Hendricks went undrafted and was unsigned after NFL tryouts. On December 28, 1992, Hendricks signed a Professional sports contract in the Austrian Football League (AFL) for the AFC Rangers of Vienna, Austria. He played all or parts of six seasons - 1993, 1995-1997, 2000, 2002 - for the AFC Rangers, reaching the Austrian Football League playoffs semi final four times, as well as the European Football League 1996 Eurobowl tournament playoffs.
In 1995, Hendricks was honored as Austrian Football League MVP and Offensive Player of the Year. Hendricks scored a league record 20 touchdowns (14 receiving and 6 rushing) that season in eight games. He was named All Europe by the European Federation of American Football after the 1995, 1996, and 1997 seasons. He averaged 167 all purpose yards and over two touchdowns per game in his career in Europe, and is considered one of the all time greats to play in Austrian Football League and Europe.

In 1999, Hendricks played for the St Paul Pigs in Minnesota. Hendricks led the team in rushing and led the league in yards per reception, while also finishing second in the league in receiving touchdowns. He helped the Pigs to an undefeated season and won the league championship. Hendricks was named to the Mid America League and AFA all star teams. The Pigs franchise folded after its only season.

The next season, 2000, Hendricks returned to Europe and again played for the Rangers in the Austrian Football League and was named to the league all star team.
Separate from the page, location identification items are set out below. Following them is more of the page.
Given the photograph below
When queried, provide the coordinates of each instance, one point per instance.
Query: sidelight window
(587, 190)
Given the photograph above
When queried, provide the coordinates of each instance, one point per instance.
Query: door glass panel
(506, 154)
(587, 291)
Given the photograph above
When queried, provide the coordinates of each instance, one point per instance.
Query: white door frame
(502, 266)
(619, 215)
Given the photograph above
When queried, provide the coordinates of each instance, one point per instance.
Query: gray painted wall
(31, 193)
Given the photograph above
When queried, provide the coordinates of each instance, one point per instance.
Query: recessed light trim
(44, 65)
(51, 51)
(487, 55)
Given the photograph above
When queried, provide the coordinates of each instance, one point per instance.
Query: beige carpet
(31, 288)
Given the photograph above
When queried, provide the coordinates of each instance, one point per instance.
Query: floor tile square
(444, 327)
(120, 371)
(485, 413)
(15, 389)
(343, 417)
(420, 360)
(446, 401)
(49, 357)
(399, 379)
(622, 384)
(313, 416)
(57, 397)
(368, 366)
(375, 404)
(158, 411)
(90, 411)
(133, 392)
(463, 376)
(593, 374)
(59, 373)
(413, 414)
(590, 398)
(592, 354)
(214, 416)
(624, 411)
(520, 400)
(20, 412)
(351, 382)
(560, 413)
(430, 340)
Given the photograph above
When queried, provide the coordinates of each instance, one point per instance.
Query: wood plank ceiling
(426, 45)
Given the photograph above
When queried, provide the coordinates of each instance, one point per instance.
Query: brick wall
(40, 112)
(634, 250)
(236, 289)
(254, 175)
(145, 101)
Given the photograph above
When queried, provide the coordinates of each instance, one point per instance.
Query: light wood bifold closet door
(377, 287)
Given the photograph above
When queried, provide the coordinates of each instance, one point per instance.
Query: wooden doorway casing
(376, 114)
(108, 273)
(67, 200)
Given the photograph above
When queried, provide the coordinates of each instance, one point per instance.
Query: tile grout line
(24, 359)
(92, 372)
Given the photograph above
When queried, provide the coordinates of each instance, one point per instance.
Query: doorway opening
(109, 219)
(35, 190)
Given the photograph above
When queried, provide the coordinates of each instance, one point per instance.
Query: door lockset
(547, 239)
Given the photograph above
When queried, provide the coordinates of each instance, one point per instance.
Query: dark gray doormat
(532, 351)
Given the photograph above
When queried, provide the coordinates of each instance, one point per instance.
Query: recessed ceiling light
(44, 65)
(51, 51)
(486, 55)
In 2008, Hendricks played and coached the last three games of the season for the Vienna Knights in Austria.

In 2009, Hendricks signed with the Bern Grizzlies of Switzerland's top level Nationalliga A (American football). Hendricks ruptured his Achilles' tendon ending his season early in the fifth game. Hendricks had scored eight touchdowns before the injury.
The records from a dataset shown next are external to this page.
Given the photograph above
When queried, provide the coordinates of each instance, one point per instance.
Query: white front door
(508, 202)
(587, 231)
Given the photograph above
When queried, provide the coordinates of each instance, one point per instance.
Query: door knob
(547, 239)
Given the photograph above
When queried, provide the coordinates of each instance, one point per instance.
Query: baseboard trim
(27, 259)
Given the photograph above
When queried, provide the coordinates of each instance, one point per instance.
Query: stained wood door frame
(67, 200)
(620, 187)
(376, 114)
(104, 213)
In 2010, he came back from the injury signing to play and coach with the Thun Tigers of Switzerland. Hendricks accounted for 19 total touchdowns in his final season as a player.
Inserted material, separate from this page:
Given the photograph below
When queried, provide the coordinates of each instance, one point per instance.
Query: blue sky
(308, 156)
Hendricks was inducted to the US National Minor league football (gridiron) Hall of Fame in 2004. He has helped promote the game in the USA and Europe at schools, camps, and clinics.

== Coaching ==

Hendricks has coached in the US and Europe. He has a head coach record of 91 wins, 35 loss, 1 tie and four championships for Wabasso High School 2002-2004, Alexandria Mustangs, Bern Grizzlies in Switzerland, and Terni Steelers, Viterbo Pitbulls in Italy. He has also served twenty seasons as an assistant coach or coordinator at Osakis High School, Kimball High School, ACGC High School, Ridgewater College, Augsburg University, Thun Tigers in Switzerland, Cineplexx Blue Devils and AFC Rangers in Austria.
In 2021, Hendricks was an assistant football coach at North Dakota State College of Science winning their first conference title in 22 years.